El antecedente que todavía pesa en Veracruz

Ojalá con el tiempo no se arrepientan los ediles que se sumaron a esta reestructuración; después, que no se quejen de que sus participaciones federales se las retuvieron y que no tienen para financiar obras públicas.

Recuerdo muy bien que, cuando Javier Duarte invitó a los alcaldes a sumarse a la bursatilización de sus deudas, con el tiempo vino el arrepentimiento y la gran decepción.

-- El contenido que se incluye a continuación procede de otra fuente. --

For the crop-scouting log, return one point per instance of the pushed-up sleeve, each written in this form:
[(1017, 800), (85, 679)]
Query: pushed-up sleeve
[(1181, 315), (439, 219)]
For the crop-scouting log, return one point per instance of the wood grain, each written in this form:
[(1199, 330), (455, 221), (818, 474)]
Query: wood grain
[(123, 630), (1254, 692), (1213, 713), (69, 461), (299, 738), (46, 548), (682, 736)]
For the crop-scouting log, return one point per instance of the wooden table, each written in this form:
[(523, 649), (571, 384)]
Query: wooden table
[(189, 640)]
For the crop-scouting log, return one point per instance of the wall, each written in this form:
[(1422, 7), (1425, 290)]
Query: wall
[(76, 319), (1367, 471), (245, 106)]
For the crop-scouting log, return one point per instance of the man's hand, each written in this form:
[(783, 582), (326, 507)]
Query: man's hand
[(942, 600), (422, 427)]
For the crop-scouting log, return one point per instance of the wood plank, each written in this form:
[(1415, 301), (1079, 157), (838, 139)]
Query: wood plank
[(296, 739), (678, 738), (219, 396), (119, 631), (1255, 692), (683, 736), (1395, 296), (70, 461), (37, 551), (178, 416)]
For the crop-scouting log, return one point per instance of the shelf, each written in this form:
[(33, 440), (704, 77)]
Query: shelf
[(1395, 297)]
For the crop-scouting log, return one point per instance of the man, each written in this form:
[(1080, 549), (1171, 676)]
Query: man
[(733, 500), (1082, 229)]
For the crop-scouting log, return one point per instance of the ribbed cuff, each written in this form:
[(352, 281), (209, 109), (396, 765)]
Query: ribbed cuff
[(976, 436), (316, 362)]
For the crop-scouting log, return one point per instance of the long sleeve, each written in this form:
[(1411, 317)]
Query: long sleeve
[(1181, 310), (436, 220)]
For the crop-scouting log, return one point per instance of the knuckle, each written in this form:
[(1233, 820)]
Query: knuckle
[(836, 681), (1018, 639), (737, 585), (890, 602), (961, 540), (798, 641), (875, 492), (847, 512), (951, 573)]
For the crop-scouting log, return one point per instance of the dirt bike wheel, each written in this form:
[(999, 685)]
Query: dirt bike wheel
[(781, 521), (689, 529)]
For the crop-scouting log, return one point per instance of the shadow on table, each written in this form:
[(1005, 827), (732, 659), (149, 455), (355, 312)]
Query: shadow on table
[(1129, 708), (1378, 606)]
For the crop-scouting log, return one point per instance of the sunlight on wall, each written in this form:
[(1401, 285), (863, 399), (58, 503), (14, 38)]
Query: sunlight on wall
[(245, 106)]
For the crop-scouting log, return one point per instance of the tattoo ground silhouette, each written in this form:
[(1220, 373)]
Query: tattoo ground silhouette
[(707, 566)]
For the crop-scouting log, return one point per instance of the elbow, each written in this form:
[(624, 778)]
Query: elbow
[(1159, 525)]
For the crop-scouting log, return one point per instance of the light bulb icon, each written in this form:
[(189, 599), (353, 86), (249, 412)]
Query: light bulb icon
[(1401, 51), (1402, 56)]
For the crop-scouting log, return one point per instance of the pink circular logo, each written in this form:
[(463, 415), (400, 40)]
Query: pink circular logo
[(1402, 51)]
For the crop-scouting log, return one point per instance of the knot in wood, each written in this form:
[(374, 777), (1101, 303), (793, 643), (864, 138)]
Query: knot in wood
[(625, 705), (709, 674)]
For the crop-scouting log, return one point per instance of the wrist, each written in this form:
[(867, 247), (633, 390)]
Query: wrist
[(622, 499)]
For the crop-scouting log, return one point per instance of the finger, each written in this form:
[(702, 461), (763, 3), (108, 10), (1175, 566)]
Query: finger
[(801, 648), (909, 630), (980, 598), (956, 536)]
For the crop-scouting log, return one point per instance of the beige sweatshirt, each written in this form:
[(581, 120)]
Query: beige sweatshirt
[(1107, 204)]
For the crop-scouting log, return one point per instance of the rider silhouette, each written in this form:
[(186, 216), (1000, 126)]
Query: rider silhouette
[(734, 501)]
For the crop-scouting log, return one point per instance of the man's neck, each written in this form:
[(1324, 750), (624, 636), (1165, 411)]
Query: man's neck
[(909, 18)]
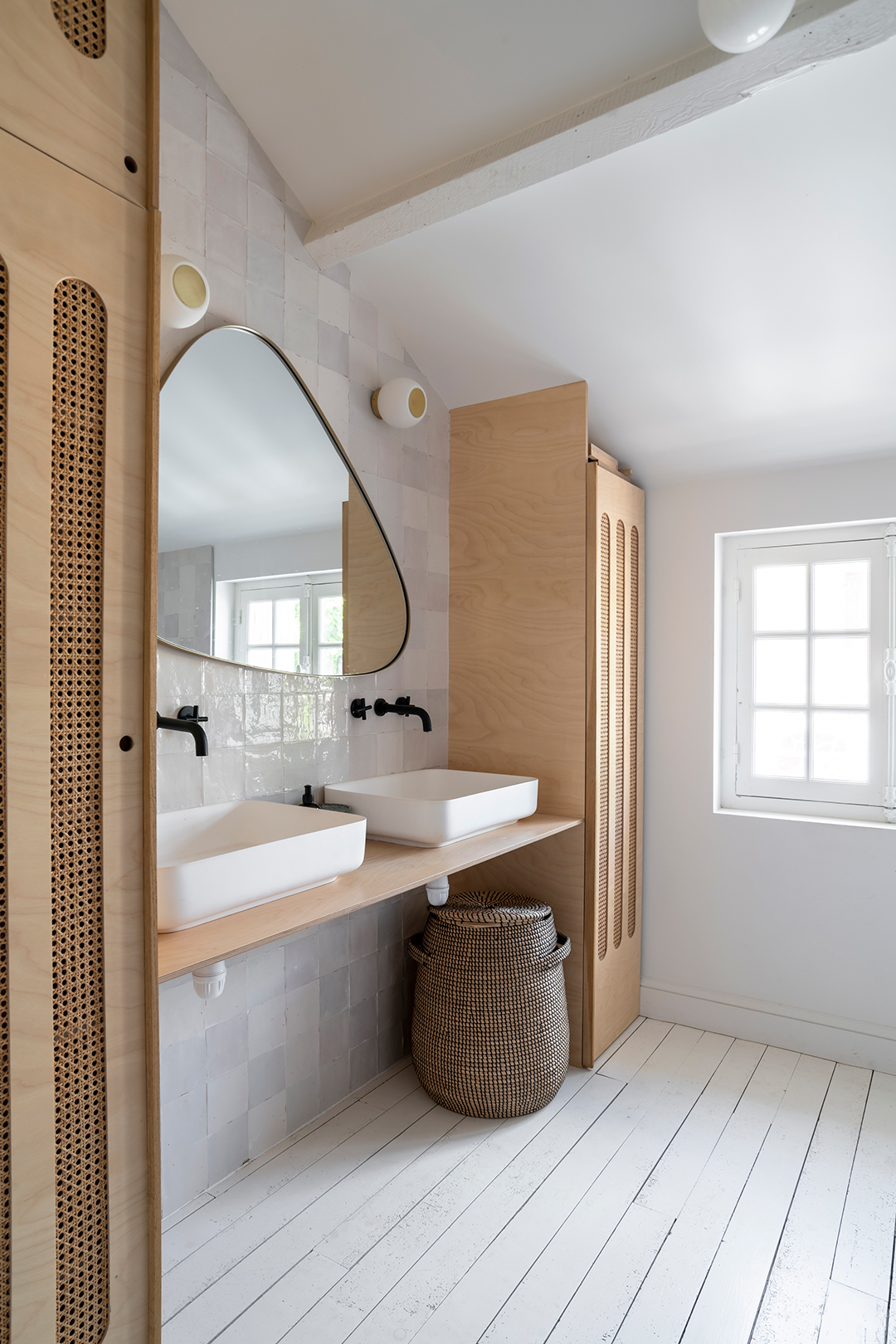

Pero luego se presentaron los problemas para los ayuntamientos: la bursatilización de la deuda hipotecó los ingresos futuros de 199 municipios veracruzanos a tasas elevadas.

Los problemas principales incluyeron la retención de participaciones federales, el impago de fondos a los ayuntamientos por parte de la Secretaría de Finanzas y Planeación y un desfalco generalizado.

Problemas clave presentados fueron que se hipotecaron los ingresos; los municipios comprometieron sus participaciones federales para acceder a liquidez inmediata, pero debido a la desaparición de la tenencia federal en 2012, el pago quedó directamente condicionado a los fondos municipales, dejándolos financieramente asfixiados.

Durante los últimos meses de la administración de Javier Duarte, la Secretaría de Finanzas dejó de transferir a las arcas municipales lo correspondiente a los fondos federales y participaciones, lo que generó severas crisis locales, quiebras y protestas de alcaldes.